With contributions by:
Leonie Brialey, MJ Clarke, Roy T. Cook, Joseph J. Darowski, Ian Gordon, Gene Kannenberg Jr., Christopher P. Lehman, Anne C. McCarthy, Ben Owen, Lara Saguisag, Ben Saunders, Jeffrey O. Segrave, and Michael Tisserand
The Comics of Charles Schulz collects new essays on the work of the creator of the immensely popular Peanuts comic strip. Despite Schulz's celebrity, few scholarly books on his work and career have been published. This collection serves as a foundation for future study not only of Charles Schulz (1922-2000) but, more broadly, of the understudied medium of newspaper comics.
Schulz's Peanuts ran for a half century, during which time he drew the strip and its characters to express keen observations on postwar American life and culture. As Peanuts' popularity grew, Schulz had opportunities to shape the iconography, style, and philosophy of modern life in ways he never could have imagined when he began the strip in 1950. Edited by leading scholars Jared Gardner and Ian Gordon, this volume ranges over a spectrum of Schulz's accomplishments and influence, touching on everything from cartoon aesthetics to the marketing of global fast food. Philosophy, ethics, and cultural history all come into play. Indeed, the book even highlights Snoopy's global reach as American soft power.

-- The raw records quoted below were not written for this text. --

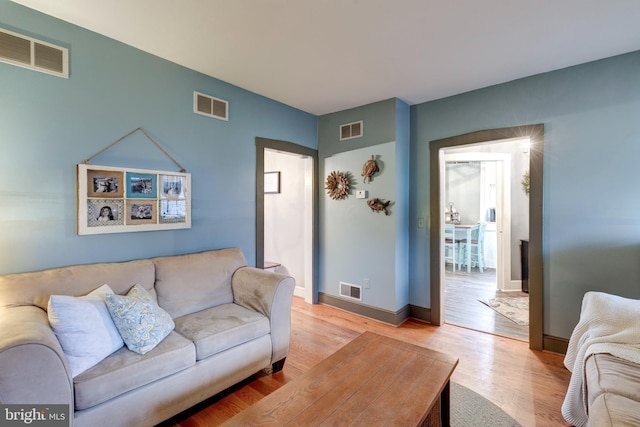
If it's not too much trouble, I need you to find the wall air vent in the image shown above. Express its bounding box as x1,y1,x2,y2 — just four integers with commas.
340,282,362,301
193,91,229,121
340,120,364,141
0,28,69,78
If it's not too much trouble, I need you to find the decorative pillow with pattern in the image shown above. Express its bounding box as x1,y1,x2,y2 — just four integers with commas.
107,284,175,354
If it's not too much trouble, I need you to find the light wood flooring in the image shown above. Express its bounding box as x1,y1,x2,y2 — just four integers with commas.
444,265,529,342
163,297,570,427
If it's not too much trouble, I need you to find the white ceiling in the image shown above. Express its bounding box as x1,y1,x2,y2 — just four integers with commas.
13,0,640,115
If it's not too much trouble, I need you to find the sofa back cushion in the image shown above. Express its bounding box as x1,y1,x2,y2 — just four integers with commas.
0,260,155,310
152,248,247,319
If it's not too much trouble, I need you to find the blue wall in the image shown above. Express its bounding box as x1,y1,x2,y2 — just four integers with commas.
0,0,640,338
318,99,410,312
409,52,640,338
0,0,317,274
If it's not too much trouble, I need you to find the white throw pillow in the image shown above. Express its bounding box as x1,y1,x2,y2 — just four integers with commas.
47,285,124,377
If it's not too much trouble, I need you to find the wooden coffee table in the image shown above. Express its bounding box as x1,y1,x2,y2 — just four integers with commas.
224,332,458,427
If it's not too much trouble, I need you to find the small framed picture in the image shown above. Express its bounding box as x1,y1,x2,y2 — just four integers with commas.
127,173,158,199
87,169,124,197
126,199,158,225
87,199,124,227
160,199,187,224
264,172,280,194
160,175,185,199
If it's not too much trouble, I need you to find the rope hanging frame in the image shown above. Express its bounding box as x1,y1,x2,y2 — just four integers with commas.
84,128,187,172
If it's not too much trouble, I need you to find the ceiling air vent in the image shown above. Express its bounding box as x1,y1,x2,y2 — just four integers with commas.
193,91,229,121
340,120,363,141
0,28,69,78
340,282,362,301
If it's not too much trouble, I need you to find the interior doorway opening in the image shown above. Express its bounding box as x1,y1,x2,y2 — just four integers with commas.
429,124,545,350
440,138,529,340
256,138,318,303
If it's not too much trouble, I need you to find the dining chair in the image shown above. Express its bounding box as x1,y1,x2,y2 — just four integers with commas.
444,224,460,271
458,223,487,273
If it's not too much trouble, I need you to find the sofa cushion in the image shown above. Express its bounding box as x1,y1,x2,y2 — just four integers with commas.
175,304,270,360
106,285,175,354
47,285,124,377
152,248,247,319
589,393,640,427
73,332,196,410
585,353,640,426
0,259,155,310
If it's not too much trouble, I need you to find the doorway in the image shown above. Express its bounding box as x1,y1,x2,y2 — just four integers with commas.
440,147,529,341
256,138,318,303
429,124,545,350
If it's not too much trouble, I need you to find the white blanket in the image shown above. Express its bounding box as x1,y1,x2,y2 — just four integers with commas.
562,292,640,426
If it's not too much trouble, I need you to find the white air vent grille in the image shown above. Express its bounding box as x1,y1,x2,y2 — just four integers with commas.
340,282,362,301
340,120,364,141
0,28,69,78
193,91,229,121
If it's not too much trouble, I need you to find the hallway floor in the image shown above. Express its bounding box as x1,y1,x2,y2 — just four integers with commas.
444,265,529,341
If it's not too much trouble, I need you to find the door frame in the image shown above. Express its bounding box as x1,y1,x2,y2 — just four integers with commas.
255,137,318,304
429,124,544,350
440,151,511,291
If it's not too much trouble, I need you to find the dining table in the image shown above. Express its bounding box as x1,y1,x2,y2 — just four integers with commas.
455,224,480,273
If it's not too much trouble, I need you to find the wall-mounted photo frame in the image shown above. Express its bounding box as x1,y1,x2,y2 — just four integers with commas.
264,172,280,194
77,164,191,235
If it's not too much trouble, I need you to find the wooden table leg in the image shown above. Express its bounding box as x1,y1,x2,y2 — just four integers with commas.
440,381,451,427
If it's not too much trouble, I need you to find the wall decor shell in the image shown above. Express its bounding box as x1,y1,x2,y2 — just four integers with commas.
361,155,380,183
324,171,349,200
367,197,391,215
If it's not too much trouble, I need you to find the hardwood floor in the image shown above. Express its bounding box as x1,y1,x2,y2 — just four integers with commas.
444,265,529,342
162,297,570,427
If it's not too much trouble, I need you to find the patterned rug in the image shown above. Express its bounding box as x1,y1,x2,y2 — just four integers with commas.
450,381,520,427
478,297,529,326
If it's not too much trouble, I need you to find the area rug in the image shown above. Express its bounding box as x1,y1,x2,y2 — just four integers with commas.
450,381,521,427
478,297,529,326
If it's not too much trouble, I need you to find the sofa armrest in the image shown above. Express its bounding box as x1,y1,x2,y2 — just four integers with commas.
231,267,295,363
0,306,74,408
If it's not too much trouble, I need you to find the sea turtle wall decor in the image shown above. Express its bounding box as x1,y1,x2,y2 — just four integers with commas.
367,197,391,215
361,155,380,184
324,171,349,200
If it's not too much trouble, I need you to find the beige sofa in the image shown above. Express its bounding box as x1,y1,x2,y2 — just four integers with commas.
0,249,294,427
562,292,640,427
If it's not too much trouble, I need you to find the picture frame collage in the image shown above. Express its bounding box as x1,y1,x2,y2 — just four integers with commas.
77,164,191,235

As the broad interdisciplinary range of this volume makes clear, Peanuts offers countless possibilities for study and analysis. From many perspectives--including childhood studies, ethnic studies, health and exercise studies, as well as sociology--The Comics of Charles Schulz offers the most comprehensive and diverse study of the most influential cartoonist during the second half of the twentieth century.